The retrospective review compared adults with extended-spectrum beta-lactamase (ESBL)- or AmpC- producing Enterobacterales, Acinetobacter baumannii, Stenotrophomonas maltophilia or Enterococcus species BSIs before (July 2020 to December 2021) and after (July 2022 to December 2023) BCID2 implementation. It included 319 patients: 128 from the pre-BCID2 period and 191 from the post-BCID2 period. The primary outcome was time from positive result to initiation of effective therapy. Clinical outcomes included recurrence, readmission, development of resistance, Clostridioides difficile infection and 30-day mortality.
“Most of the patients in both groups had ESBL infections, followed by Enterococcus and AmpC,” Dr. Li said. “Initial antibiotics were most commonly vancomycin, followed by piperacillin-tazobactam.”

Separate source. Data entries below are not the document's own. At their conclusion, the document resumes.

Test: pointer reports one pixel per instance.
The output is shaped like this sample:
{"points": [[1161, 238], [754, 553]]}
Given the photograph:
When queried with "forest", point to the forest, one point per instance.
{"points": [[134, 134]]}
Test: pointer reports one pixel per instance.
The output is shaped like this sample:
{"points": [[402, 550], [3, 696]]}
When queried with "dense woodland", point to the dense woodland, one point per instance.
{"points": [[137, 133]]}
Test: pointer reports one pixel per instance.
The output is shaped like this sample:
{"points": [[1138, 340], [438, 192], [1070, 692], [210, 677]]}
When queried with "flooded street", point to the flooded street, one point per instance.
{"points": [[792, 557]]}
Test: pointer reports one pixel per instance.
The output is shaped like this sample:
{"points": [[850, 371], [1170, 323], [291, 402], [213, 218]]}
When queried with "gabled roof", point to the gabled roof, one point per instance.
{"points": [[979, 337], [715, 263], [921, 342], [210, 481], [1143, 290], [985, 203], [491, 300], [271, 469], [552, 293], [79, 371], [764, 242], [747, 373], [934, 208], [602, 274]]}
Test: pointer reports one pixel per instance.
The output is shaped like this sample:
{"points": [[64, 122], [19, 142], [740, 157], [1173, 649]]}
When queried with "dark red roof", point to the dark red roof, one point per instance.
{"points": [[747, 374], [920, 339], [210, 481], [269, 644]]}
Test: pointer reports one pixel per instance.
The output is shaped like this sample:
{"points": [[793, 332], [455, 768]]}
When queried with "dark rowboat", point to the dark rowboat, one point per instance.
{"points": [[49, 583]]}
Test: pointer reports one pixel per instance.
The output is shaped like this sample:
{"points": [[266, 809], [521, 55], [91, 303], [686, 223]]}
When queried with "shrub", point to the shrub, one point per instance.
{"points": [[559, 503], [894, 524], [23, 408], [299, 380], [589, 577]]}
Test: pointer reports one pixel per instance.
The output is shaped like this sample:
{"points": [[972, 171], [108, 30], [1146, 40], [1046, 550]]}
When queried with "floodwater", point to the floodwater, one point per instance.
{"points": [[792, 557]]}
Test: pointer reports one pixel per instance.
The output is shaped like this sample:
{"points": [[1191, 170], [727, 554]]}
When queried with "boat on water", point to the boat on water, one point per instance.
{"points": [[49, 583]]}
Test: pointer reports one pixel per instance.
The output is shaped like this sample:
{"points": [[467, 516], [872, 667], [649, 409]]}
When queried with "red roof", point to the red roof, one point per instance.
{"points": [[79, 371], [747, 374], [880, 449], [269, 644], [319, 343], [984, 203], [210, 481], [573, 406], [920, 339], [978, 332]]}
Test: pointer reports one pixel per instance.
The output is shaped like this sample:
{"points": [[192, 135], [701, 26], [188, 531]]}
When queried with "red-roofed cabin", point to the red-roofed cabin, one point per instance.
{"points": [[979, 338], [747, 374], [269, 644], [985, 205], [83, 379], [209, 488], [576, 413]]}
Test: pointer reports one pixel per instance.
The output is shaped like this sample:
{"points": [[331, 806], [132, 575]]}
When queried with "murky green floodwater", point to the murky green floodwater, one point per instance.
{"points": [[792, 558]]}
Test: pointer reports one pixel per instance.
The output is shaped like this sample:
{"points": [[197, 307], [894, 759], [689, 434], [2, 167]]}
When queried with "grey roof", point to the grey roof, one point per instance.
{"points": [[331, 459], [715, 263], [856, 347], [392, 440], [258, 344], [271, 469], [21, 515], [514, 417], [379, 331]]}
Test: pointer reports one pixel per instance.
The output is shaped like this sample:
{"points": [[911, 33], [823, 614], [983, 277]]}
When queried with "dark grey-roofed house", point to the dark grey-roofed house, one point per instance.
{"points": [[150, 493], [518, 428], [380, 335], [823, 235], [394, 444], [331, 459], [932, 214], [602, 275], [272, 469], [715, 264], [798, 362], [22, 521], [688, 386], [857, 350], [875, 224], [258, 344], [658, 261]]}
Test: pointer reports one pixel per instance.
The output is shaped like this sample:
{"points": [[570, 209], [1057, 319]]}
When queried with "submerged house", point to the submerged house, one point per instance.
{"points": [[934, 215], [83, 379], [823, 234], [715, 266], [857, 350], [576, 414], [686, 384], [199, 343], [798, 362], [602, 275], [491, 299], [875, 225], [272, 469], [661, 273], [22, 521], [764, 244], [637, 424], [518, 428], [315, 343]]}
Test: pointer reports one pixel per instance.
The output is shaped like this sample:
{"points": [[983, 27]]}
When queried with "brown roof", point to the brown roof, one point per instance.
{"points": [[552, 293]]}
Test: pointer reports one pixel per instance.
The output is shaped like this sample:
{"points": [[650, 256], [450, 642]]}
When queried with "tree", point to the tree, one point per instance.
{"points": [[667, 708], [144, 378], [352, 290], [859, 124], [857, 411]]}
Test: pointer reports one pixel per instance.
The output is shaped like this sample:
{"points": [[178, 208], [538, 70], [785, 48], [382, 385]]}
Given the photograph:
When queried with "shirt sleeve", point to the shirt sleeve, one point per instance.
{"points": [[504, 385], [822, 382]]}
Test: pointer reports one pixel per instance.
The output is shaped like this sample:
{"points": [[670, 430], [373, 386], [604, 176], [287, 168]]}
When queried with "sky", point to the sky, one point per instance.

Overall, time to effective therapy decreased from seven hours to four hours after implementation of the BCID2 panel (P=0.011), and most of the improvement was due to a dramatic reduction in time to effective therapy for gram-negative rods from 41 hours to six hours (P=0.001). Clinically significant differences were also seen in the Enterococcus faecium and vancomycin-resistant enterococci subgroups, but empiric regimens were largely effective against E. faecalis infections.
The team’s antimicrobial stewardship pharmacists also performed more interventions prior to test results in the post-BCID2 group than the pre-BCID2 one (39% vs. 22%; P=0.002). “These included antimicrobial escalation, drug−bug mismatch/alternative therapy, initiation of new therapy, specialist consultation and approval of restricted medication,” Dr. Li said.
However, statistically significant differences were not observed in patient outcomes, including hospital length of stay, 30-day recurrence of bacteremia infection with the same organism, 30-day remission for infection-related reasons, and death for any cause or for bacteremia-related reasons within 30 days of positive blood culture. Dr. Li noted that this result might be due to overall low event rates and a smaller critically ill population. “Future studies with larger populations are needed to more clearly assess outcomes,” she said.
Dr. Li reported no relevant financial disclosures.